The cumulative data from the excavations point toward the existence of an important settlement. Buildings with pillars (Shalem and Gal 2000:110) and the exposure of the fortified wall in two locations are indicative of a large settlement that overlooked extensive agricultural areas. The relationship between the cupmarks and the collecting vats is unclear. The installation discovered in the course of the excavation is probably related to food that was produced for a household, but its poor state of preservation makes it difficult to ascertain its exact nature.
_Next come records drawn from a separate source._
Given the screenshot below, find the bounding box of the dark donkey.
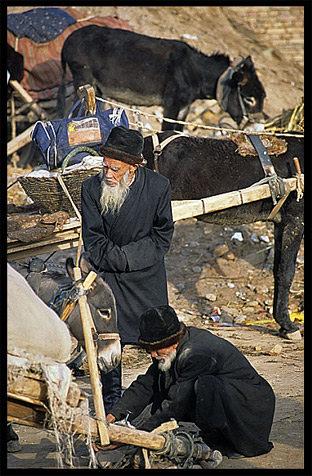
[57,25,265,130]
[143,132,304,339]
[10,255,121,373]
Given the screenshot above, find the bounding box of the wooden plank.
[7,124,35,155]
[9,80,46,120]
[74,267,109,445]
[7,397,46,428]
[172,178,296,221]
[7,178,303,261]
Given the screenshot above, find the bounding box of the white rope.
[96,97,304,137]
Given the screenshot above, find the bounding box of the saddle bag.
[31,98,129,170]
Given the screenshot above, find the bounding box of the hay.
[264,97,304,133]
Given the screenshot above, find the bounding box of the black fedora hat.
[100,126,144,165]
[138,305,186,350]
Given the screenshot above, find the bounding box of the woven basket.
[18,167,102,217]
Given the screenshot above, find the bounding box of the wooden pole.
[74,267,110,446]
[171,178,297,221]
[9,80,46,120]
[7,124,35,155]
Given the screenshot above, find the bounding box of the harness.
[152,131,188,173]
[248,134,290,220]
[26,257,120,343]
[152,132,302,220]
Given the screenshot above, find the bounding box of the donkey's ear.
[65,257,75,281]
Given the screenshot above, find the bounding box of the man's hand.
[106,413,116,423]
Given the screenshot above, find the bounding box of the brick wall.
[226,6,304,66]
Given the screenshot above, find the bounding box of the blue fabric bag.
[31,98,129,170]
The cupmarks were most likely used for pounding cereal or grains, or positioning thick wooden beams opposite the two vats. The scoria tool, which was probably used for scrubbing or polishing, is also of no help in determining the use of the installation. The fortified wall, 2.5–3.0 m wide, may indicate an important city in the heart of the Bet Natofa Valley, as proposed by Shalem and Gal before the wall was revealed (Shalem and Gal 2000:110). In his research on Iron Age settlement of the Lower Galilee, Gal suggested that the cities Gat Hefer, H. Malta, Tel Mador and other cities are settlements characterized by buildings with columns and pillars, such as the ‘four-room house.’ The pottery shows that the settlement was abandoned in the late ninth century BCE, similarly to other nearby sites of this period.